- Born: 16 November 1876 Millgrove, Ontario
- Died: 6 May 1960 (aged 83) Hamilton, Ontario
- Occupation: Music educator
- Years active: Conductor

Academic background
- Alma mater: Guildhall School of Music and Drama

Academic work
- Discipline: Music
- Institutions: Royal Hamilton College of Music

= Bruce Carey =

Bruce Anderson Carey (16 November 1876 – 8 May 1960) was a Canadian choir conductor, baritone, and music educator. He began his career in Hamilton, Ontario, where he notably founded the Bach-Elgar Choir in 1905. After directing that ensemble for seventeen years, he moved to Philadelphia, Pennsylvania in the United States where he was conductor of two famous choruses: the Mendelssohn Club and The Bach Choir of Bethlehem.

==Life and career==
Born in Millgrove, Ontario (now Hamilton, Ontario), Carey was from a prominent family of Canadian musicians. He began his musical education in his native country with J.E.P. Aldous (piano) and Elliott Haslam (voice). In 1900-1901 he studied at the Guildhall School of Music in London with William Hayman Cummings and Albert Visetti.

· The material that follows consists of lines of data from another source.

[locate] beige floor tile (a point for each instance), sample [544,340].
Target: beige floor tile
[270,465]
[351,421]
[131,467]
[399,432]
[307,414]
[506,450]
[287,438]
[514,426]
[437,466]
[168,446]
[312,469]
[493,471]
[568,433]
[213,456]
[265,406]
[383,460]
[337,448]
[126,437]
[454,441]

Upon returning to Canada in 1901, Carey held the post of choirmaster at various churches in Hamilton, Ontario through 1922. In 1905 he founded the Bach-Elgar Choir, serving as its first conductor until 1922. From 1926 to 1934 he was conductor of the Mendelssohn Club in Philadelphia, notably collaborating frequently for concerts with Leopold Stokowski and the Philadelphia Orchestra. From 1933 to 1938 he was conductor of the renowned Bach Choir of Bethlehem.

Carey was a faculty member and administrator at the Royal Hamilton College of Music from 1907 to 1917. He was one of the 4 original founders to bring Rotary to Hamilton with the official "Rotary Club of Hamilton" forming on 23 June 1913, at 1:10pm at 26 King William St. at Young's Cafe downtown Hamilton, On. He was supervisor of music for Hamilton's public school system from 1918 to 1922, during which time he also taught summer courses at Cornell University. From 1922 to 1943 he served as the director of vocal music at the Girard College for Boys in Philadelphia. After his retirement in 1945, he made his home in Florida. He died in Hamilton, Ontario in 1960 while visiting family.